NHS England is also working with DHSC and UKHSA to determine a future model for training and seeking to maximise opportunities and efficiencies ensuring that EPRR practitioners can access appropriate development to be suitably qualified and competent to undertake training and exercising activities. This approach also extends to other responder training.

All staff awareness training has been developed to support and increase EPRR knowledge and understanding across the organisation. This is a requirement of NHS Core Standards for EPRR but particularly important considering recent NHS England changes and implementation of the function’s corporate policy.

The NHS Resilience team and regional EPRR teams have routinely conducted exercises as well as participated in exercises with government and local resilience partners to validate resilience planning. These have covered a range of topics and capabilities including management of infectious disease outbreaks; managing the consequences of hospital evacuations, in relation to reinforced autoclaved aerated concrete (RAAC) and other potential risks; incident coordination arrangements; and concurrent winter issues.

NHS England intends to conduct and partake in several exercises that are planned throughout the upcoming financial year. Additionally, a revised exercise programme is being developed across the NHS and working with tripartite partners to exercise the spectrum of health emergency response capabilities, ensuring greater coordination, more systematic testing, and identification of learning. This revised programme is due to be implemented in Autumn 2024.
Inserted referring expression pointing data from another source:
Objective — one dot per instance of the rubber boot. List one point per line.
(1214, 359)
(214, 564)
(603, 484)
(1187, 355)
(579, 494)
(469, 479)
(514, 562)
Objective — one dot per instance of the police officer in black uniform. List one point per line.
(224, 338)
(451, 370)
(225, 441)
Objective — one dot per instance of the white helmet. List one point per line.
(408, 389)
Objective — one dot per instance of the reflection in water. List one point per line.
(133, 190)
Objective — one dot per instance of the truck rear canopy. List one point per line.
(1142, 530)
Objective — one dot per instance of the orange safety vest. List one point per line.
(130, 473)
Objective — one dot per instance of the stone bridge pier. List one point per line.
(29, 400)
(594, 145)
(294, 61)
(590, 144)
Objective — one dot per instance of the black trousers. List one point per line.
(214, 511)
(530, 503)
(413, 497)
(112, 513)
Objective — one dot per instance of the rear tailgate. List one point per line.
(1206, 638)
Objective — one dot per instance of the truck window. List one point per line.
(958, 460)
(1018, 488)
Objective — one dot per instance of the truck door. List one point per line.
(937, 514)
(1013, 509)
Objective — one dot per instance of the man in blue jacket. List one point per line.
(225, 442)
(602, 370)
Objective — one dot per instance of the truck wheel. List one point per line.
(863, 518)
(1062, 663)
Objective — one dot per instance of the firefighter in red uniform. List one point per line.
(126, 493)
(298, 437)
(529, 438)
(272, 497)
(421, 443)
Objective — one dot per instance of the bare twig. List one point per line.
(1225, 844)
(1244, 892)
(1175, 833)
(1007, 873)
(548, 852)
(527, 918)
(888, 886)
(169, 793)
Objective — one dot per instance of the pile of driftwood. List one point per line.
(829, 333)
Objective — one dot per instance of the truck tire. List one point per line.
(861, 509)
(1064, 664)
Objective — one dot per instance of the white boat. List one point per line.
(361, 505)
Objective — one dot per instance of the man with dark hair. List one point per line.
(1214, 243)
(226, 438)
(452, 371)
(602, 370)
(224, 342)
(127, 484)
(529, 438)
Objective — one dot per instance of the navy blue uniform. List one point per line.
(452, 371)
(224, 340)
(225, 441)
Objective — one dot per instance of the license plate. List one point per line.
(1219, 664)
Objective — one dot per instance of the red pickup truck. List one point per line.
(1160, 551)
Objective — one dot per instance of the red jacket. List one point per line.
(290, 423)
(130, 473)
NHS Resilience has designed and delivered 2 communications systems exercises to test its communications arrangements in line with legal requirements. Work remains ongoing to embed lessons identified from previous exercises.

Priorities for 2024/25

The EPRR work programme for 2024/25 will include:

  • Progressing areas of development that have been identified through EPRR assurance 2023/24. This will include a significant review of the annual process to ensure it aligns with the NHS England operating framework to empower and support local system partners to deliver on their responsibilities. In parallel, the tri-annual review of NHS Core Standards for EPRR will also take place.
  • Embedding learning from the Industrial Action Cold Debrief “One Year On” supporting continuous improvement activity with regards to operational arrangements and wider EPRR policy.
  • Supporting the NHS England Inquiry team in providing evidence to contribute to the UK Covid-19 Inquiry.
  • Ongoing implementation of health recommendations from the Manchester Arena Inquiry report. NHS Resilience is due to host the NHS Clinical Response to Major Incidents Conference in April 2024 to support and share some of the outcomes of this work.
  • Reviewing and updating the Concept of operations for the management of mass casualties and access to countermeasures guidance.
  • Continuing to support pandemic preparedness arrangements and HMG’s catastrophic risk programme.

The Board is asked to note the content of the report and the annual assurance, to acknowledge the priorities that have been identified for 2024/25 and to support the NHS Resilience team in achieving them.